Hierarchical model for detecting benign and malignant degrees of colorectal tumors and application thereof
Abstract
The present invention relates to a hierarchical model for detecting colorectal tumors and an application thereof, wherein the model grades the change of an imprinted gene in a colorectal tumor by means of calculating the defect expression amount of the imprinted gene, copy number variation expression amount of the imprinted gene and total expression amount of the imprinted gene. The described detection model and device visually express the performance of imprinting defect in the tissue and cell samples of a colorectal tumor patient, and detect the change in an imprinted gene objectively, visually, early and accurately by means of the method of in situ labeling for the imprinted gene. In addition, the detection model and device may provide quantitative models, which makes a significant contribution to the diagnosis of colorectal tumors.
Claims
exact text as granted — not AI-modified1 . (canceled)
2 . The method according to claim 10 , wherein the calculation of the imprinted gene expression comprises calculating the expression of any one of Z1, Z5, Z10 or Z11, preferably Z1 or Z11, and more preferably Z11.

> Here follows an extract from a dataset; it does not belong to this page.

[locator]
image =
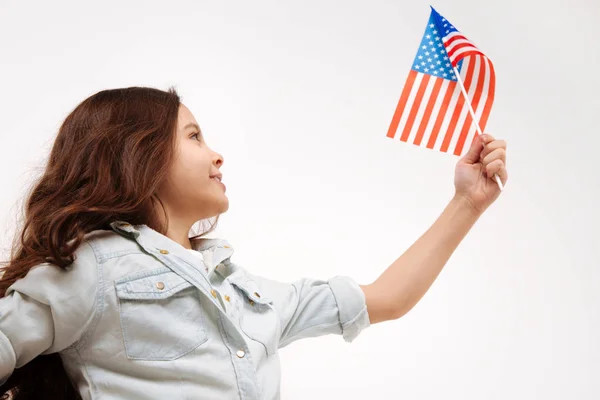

3 . The method according to claim 10 , wherein the calculation of the imprinted gene expression comprises calculating the expression of a combination of any two imprinted genes of Z1, Z5, Z10 or Z11, preferably a combination of Z1 and Z11 or a combination of Z1 and Z5.
4 . The method according to claim 10 , wherein the imprinted gene further comprises any one or more of Z4, Z6, Z8, Z13 or Z16; and wherein the imprinted gene Z4 is Igf2r, the imprinted gene Z6 is Plagl1, the imprinted gene Z8 is Dcn, the imprinted gene Z13 is Sgce, and the imprinted gene Z16 is Snrpn/Snurf.
5 . The method according to claim 10 , wherein the calculation of the imprinted gene expression comprises calculating the expression of a combination of imprinted genes, wherein the combination is a combination of nine imprinted genes Z1, Z4, Z5, Z6, Z8, Z10, Z11, Z13 and Z16.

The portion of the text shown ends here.